Seattle mayoral candidates weigh in on public housing

Could Seattle become like Vienna and house everyone affordably?

a social housing building

The Karl-Marx-Hof, a social housing project, in Vienna. (Georg Mittenecker via Wikimedia Commons)

Renters across the Seattle area are wondering when the post-pandemic rent rebound will catch up with them. Will their monthly cost of living suddenly rise by $50, or $200, or even more? Will they have to move because they can’t afford the increase? Will they have to squeeze into a smaller space or end up living far from work, stuck with a lengthy commute?

Meanwhile in Vienna, Austria, the 60% of residents who live in social housing have no such worries. They’ll never have to pay more than 20% to 25% of their income in rent, thanks to city regulation. That’s a stark contrast to Seattle, where over 42% of renter households are cost-burdened, paying more than 30% of their income in rent. Vienna’s commitment to affordable social housing was first won by left-wing movements in the early 20th century and financed through progressive taxation. It’s still benefiting residents today.

Could Seattle move in this direction? To get an ambitious social housing agenda off the ground, much depends on our next mayor. I asked the five leading candidates how important a project they think this is on a scale of 1 to 5 and what they’ll do to make it happen.

Jessyn Farrell, Lorena González and Andrew Grant Houston all gave expanding nonmarket housing a 5 and agreed that the city should establish a goal — one based, initially at least, on the size of the city’s rent-burdened population or the shortage of affordable homes.
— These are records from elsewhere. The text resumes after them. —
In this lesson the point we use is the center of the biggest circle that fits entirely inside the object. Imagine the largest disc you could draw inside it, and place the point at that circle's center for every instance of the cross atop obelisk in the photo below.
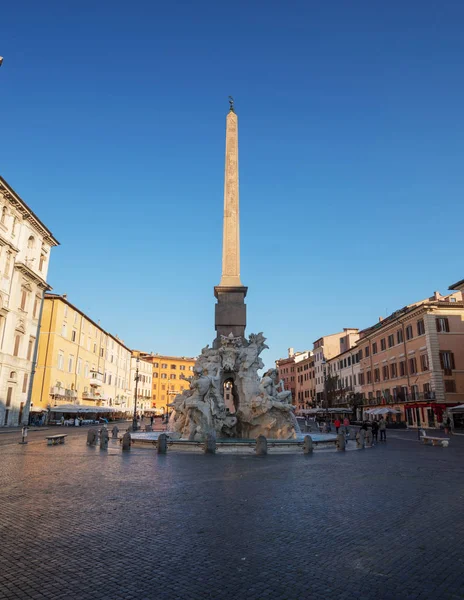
(231, 234)
(231, 308)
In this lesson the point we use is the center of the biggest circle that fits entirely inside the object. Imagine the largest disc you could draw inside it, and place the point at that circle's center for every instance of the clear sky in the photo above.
(351, 157)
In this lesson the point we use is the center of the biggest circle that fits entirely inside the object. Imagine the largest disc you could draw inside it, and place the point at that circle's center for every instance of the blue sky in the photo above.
(351, 158)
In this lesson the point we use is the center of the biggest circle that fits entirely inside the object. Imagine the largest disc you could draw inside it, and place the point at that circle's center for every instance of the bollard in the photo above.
(126, 442)
(23, 435)
(91, 437)
(261, 446)
(341, 442)
(104, 438)
(369, 438)
(162, 444)
(210, 443)
(308, 445)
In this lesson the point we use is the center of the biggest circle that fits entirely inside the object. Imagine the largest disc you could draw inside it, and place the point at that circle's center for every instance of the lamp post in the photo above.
(134, 419)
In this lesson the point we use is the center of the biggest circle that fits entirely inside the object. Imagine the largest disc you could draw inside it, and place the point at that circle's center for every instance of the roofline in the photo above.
(49, 296)
(51, 238)
(454, 286)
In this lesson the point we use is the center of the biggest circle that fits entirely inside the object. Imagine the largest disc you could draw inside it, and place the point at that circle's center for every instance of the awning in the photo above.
(82, 408)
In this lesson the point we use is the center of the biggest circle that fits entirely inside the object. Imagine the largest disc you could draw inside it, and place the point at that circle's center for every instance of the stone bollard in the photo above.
(91, 437)
(308, 445)
(369, 437)
(162, 445)
(126, 442)
(210, 443)
(341, 442)
(261, 446)
(104, 438)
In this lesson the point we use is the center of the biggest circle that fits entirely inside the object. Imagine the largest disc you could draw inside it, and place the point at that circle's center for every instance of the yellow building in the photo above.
(78, 361)
(167, 379)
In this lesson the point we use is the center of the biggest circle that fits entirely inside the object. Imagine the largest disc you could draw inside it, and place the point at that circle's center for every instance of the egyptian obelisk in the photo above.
(230, 293)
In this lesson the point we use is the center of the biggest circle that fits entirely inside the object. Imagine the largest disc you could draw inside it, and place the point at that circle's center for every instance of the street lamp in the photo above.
(134, 419)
Farrell put a number on it: Her campaign promise to build 70,000 affordable housing units in eight years, she said, roughly corresponds to a goal of expanding nonmarket housing to 20% of Seattle’s total housing stock. That means more than doubling the current share, according to an estimate by Doug Trumm at The Urbanist.

Bruce Harrell’s campaign sent me a brief statement that didn’t directly answer my questions about importance or establishing specific goals, but acknowledged the affordable housing crisis. He expressed openness to the idea of social housing and promised to “optimize the best possible response to this challenge."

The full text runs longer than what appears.